Bienvenue aux migrant.e.s !

Nancy |

Après des mois de pourrissement de la situation à Calais, à Paris, au campement Blida de Metz où les réfugié.e.s subissaient des conditions de vie inhumaines et un harcèlement policier permanent, les démantèlements de la "jungle" de Calais et des autres campements se sont déroulés avec leurs lots de violences sociales et humaines.

L’acheminement des réfugié.e.s a mobilisé des centaines de CRS et des dizaines d’autocars pour les conduire vers les Centres d’Accueil et d’Orientation (CAO) répartis dans toute la France, "solution" temporaire censée permettre de les héberger le temps d’obtenir un titre de séjour. Faisant passer cette expulsion pour une opération humanitaire, le gouvernement souhaite surtout briser toute solidarité qui avait pu s’installer, isolant de fait et rendant invisibles les réfugié.e.s pour pouvoir les expulser de manière plus discrète. C’est donc une raison supplémentaire pour exprimer notre solidarité en venant en aide et en apportant notre soutien aux réfugié.e.s qui s’installent près de chez nous.

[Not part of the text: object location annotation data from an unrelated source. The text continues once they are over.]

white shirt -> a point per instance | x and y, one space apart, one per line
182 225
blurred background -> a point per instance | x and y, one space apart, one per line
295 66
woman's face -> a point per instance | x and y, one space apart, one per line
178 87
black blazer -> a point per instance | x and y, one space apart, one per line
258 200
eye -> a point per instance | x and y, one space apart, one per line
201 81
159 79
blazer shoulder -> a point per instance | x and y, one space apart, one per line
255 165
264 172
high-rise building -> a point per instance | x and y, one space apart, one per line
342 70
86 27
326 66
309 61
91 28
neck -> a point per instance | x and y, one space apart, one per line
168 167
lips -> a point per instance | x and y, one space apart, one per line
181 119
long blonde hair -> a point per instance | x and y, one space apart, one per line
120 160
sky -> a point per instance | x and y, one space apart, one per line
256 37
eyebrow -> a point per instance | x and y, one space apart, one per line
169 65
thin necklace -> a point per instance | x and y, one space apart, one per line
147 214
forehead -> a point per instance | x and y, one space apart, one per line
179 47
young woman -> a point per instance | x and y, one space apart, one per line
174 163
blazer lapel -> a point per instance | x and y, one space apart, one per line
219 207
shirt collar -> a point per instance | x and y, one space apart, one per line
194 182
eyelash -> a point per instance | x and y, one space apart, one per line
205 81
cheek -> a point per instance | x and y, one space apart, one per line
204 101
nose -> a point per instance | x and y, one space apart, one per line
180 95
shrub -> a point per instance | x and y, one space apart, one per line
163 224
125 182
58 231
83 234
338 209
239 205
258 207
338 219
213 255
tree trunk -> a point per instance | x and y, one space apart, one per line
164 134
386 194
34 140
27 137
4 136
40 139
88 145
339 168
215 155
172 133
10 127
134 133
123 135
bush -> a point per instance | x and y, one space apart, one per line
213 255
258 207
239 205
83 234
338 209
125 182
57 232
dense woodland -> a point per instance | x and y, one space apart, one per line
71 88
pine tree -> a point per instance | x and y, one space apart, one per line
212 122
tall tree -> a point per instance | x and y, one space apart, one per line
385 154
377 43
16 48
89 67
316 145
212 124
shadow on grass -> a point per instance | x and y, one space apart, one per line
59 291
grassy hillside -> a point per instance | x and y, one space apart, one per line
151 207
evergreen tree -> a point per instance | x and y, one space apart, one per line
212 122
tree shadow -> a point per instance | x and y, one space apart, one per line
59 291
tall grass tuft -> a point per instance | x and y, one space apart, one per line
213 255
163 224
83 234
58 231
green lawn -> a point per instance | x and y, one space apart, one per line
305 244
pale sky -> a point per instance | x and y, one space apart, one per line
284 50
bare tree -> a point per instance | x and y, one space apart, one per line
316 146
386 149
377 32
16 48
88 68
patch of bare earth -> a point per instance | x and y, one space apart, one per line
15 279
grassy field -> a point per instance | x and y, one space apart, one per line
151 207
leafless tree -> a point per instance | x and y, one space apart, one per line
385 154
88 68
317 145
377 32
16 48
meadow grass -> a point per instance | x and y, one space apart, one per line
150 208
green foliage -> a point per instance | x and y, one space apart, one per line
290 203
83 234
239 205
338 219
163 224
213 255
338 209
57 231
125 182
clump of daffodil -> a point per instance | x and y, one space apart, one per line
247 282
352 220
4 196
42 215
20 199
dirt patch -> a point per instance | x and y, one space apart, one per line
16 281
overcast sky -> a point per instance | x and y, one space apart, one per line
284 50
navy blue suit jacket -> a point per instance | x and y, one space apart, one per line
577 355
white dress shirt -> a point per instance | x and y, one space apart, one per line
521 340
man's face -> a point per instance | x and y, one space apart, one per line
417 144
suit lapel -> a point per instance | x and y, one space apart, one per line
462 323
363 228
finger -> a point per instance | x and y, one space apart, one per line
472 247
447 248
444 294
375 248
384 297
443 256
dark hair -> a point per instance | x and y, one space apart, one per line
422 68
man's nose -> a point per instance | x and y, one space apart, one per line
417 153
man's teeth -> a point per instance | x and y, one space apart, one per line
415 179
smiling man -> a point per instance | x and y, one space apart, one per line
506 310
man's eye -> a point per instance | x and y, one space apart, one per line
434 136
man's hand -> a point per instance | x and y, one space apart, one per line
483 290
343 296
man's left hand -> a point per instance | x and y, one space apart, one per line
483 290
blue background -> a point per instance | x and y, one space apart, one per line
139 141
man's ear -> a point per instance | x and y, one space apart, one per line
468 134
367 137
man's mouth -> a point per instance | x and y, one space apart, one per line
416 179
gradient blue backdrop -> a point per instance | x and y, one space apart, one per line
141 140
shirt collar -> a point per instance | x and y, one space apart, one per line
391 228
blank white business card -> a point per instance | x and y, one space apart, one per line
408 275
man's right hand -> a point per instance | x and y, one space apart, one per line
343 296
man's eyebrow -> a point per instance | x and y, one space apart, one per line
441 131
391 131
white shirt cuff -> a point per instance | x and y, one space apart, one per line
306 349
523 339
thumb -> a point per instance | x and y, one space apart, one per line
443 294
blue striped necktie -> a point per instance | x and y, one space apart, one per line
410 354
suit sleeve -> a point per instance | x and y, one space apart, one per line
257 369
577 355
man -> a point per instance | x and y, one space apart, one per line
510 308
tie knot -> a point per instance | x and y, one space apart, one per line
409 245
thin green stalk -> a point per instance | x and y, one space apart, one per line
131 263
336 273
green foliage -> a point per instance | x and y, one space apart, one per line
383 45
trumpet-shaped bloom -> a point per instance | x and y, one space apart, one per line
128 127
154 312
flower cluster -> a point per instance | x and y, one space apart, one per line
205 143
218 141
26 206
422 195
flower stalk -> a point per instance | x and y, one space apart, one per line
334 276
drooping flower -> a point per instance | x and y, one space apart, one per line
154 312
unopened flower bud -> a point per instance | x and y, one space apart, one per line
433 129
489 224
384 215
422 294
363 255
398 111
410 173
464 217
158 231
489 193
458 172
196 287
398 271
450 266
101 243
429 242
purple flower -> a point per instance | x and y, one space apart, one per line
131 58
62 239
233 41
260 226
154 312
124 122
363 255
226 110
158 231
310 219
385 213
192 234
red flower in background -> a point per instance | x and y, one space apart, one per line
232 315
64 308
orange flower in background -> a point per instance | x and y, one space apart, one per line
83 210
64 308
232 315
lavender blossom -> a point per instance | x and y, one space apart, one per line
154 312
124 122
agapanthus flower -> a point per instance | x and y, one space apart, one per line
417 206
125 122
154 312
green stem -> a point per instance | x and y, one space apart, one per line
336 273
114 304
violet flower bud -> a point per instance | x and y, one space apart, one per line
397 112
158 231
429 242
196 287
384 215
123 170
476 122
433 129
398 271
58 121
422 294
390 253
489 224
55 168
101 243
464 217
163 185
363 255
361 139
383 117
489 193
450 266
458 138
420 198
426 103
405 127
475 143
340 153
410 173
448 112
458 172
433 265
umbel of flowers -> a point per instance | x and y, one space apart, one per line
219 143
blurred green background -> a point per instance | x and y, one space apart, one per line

Les bulldozers ne peuvent pas tenir lieu de politique. Cela n’implique évidemment pas de nous accommoder d’une « jungle » inhumaine. Personne n’aurait pu accepter le maintien en l’état du bidonville de Calais, pas plus que des camps de Jaurès et Stalingrad à Paris ou Blida à Metz, ni d’aucun autre. Personne ne peut se satisfaire de voir des réfugié.e.s contraint.e.s de survivre dans de tels lieux, mais la situation des réfugié.e.s ne va pas pour autant s’améliorer, et le flot des personnes fuyant la guerre ou la misère ne va pas s’arrêter par magie.

Nous proclamons haut et fort que :

  • les droits humains des réfugié.e.s doivent être respectés ;
  • des garanties doivent être données : un logement, un suivi administratif, social et médical, et l’apprentissage du français s’ils-elles le souhaitent ;
  • la continuité de la procédure d’un lieu à un autre et la non-application de la procédure Dublin qui les rend automatiquement expulsables doivent être assurées pour celles et ceux qui ont déjà déposé une demande d’asile ;
  • aucun emprisonnement ni expulsion ne peuvent être tolérés.

Nous serons solidaires des réfugié.e.s accueilli.e.s à Nancy, Neuves-Maisons, Sion ou Metz et serons vigilant.e.s quant au respect le plus strict des droits humains des réfugié.e.s.